There is no easy, exact analytical way to integrate the normal probability density function.
The probability that a randomly chosen member of a normally distributed population has a value .$\leq x$ is
$$\int_{-\infty}^x p(x)\ dx = P(x) = Z\bigg(\frac{x-\mu}{\sigma}\bigg) = \frac{1}{2}\bigg[1 + \text{erf}\bigg(\frac{x-\mu}{\sigma\sqrt{2}}\bigg)\bigg]$$
Six Sigma (6σ) is a set of techniques and tools for process improvement. […] A six sigma process is one in which 99.99966% of all opportunities to produce some feature of a part are statistically expected to be free of defects.
Specification limits are .$12\sigma$ apart. Here, 2 parts per billion lie outside specification limits if process is ‘in control’ (i.e. if mean output of process is centered between specification limits)
Arose because the cost of manufacturing, specifically the process that creates an error, has a cost. This cost can grow very large, very quickly, when mass-manufacturing.
You’re best off spending money improving the process so the distribution gets tighter
The alternative is either (1) accepting errors (resulting in faulty products) or (2) testing all components to ensure they are ‘good’ and tossing out the bad ones
Process capability: .$C_p = \frac{\text{USL - LSL}}{6\sigma}$
Clearance fit: designed with space left between two components
e.g. a shaft with a bearing need to have some give / free space
Interference (push) fit: designed to be touching
You may want interference because you want the friction between the components; you want the two pieces to not move/rotate/etc
How? Elastic or even plastic deformation
e.g. two pieces may need to fit tightly with friction as to prevent vibrations
Expansion fit:
If there are large forces/torques acting on these two components so you want them very tight
e.g. you may temporarily expand one component (e.x. with heat) to fit on/around the other, then it will shrink down
Shrink fit:
Same as expansion, but using some cooling process (e.x. liquid nitrogen)
Why do this over heat?
It’s typically more expensive to cool down
The material may deform / weaken – e.g. steel will be degraded if heated up
Transition fit: complete interchangeability is compromised to allow looser tolerance on individual components.
If fit type is not critical.
But even then, why not choose one or the other? Because you don’t want a large gap and the materials/parts cannot withstand the force needed to assemble them with an interference fit.

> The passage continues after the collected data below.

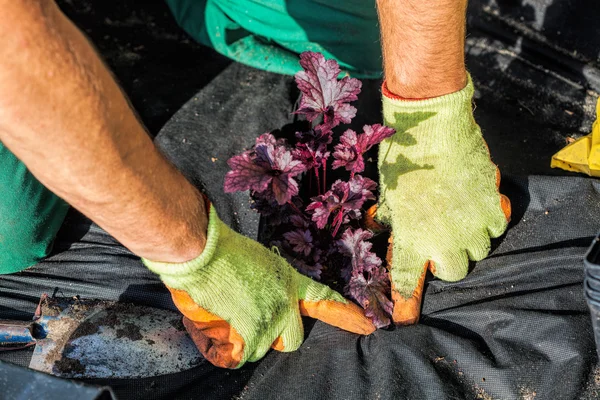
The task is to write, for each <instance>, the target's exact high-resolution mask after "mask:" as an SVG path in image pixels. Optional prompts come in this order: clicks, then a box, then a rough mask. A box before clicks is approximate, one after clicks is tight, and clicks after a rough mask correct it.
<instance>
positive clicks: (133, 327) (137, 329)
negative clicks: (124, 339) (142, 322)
mask: <svg viewBox="0 0 600 400" xmlns="http://www.w3.org/2000/svg"><path fill="white" fill-rule="evenodd" d="M117 338H119V339H120V338H127V339H130V340H133V341H134V342H135V341H138V340H142V339H143V338H144V337H143V336H142V334H141V333H140V327H139V326H137V325H134V324H131V323H129V322H126V323H124V324H123V328H120V329H117Z"/></svg>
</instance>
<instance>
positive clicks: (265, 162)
mask: <svg viewBox="0 0 600 400" xmlns="http://www.w3.org/2000/svg"><path fill="white" fill-rule="evenodd" d="M227 163H228V164H229V167H230V168H231V171H229V172H227V175H225V192H227V193H231V192H237V191H244V190H248V189H250V190H253V191H255V192H258V193H262V192H264V191H265V190H267V189H270V190H271V191H272V193H273V196H274V197H275V200H276V201H277V203H278V204H280V205H282V204H285V203H287V202H288V201H290V200H291V198H292V197H293V196H295V195H296V194H298V183H297V182H296V180H295V179H294V176H296V175H299V174H301V173H302V172H304V171H305V167H304V165H303V164H302V162H301V161H298V160H294V158H293V157H292V153H291V152H290V151H289V150H288V149H287V148H286V146H285V145H284V143H283V142H282V141H277V140H275V138H274V137H273V135H271V134H270V133H265V134H264V135H261V136H259V137H258V138H257V139H256V145H255V146H254V149H253V150H249V151H245V152H243V153H242V154H240V155H237V156H233V157H231V158H230V159H229V160H228V161H227Z"/></svg>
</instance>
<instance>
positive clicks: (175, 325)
mask: <svg viewBox="0 0 600 400" xmlns="http://www.w3.org/2000/svg"><path fill="white" fill-rule="evenodd" d="M169 323H170V324H171V325H172V326H173V328H175V329H177V330H178V331H180V332H183V331H184V330H185V326H184V325H183V320H182V319H181V318H175V319H172V320H171V321H170V322H169Z"/></svg>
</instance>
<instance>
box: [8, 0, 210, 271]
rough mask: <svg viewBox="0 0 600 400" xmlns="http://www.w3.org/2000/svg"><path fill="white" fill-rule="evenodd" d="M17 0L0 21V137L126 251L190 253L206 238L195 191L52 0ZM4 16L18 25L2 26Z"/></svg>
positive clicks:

The pieces are just for alignment – think Ikea assembly pegs; they’re just to align components.
These types are created by ANSI: American National Standards Institute
Exact values are tabulated in many source
RC: Running and sliding clearance fits
Nine categories:
RC1: Close sliding: assemble without perceptible “play” (e.g. watches)
Less than a 1/1000".
Basically impossible for air, let alone liquids, through.
RC2: Sliding fits: seize with small temperature changes (e.g. )
RC3: Precision running: not suitable for appreciable temperature differences
RC4: Close running: moderate surface speeds and pressures
RC5/6: Medium running: higher speed/pressure
RC7: Free running: where accuracy not essential and/or temperature variations large
RC8/9: Loose running
Go for lower if you want minimal vibration/gaps – no perceivable play.
Has drawbacks:
The less clearance, the easier it is to seize up – especially if two components are touching and made up of different materials (different expansion/contraction rates).
Susceptible to dust, you would have to seal the machine or use it in clean conditions.
If you go less precise, you don’t need to go slow, cheaper operator costs, cheaper tooling
RC Chart
RC Table
LC: Locational clearance fits
Normally stationary, but freely assembled/disassembled
Used when you need clearance to dis able and clean
LC Chart
LT: Location transition fits
Accuracy of location important
Small amount of clearance or interference OK
e.g. ikea furniture pegs
LN: Locational interference
When you need friction
Accuracy of location is critical
FN: Force fits
When you need to hold a load (typically uses temporary heating)
Designed to transmit frictional loads from one part to another
Probability density, e.g. given by Gaussian/Normal probability density function: $$p(x) = \frac{1}{\sigma \sqrt{2\pi}}e^{-\frac{(x-x_0)^2}{2\sigma^2}}$$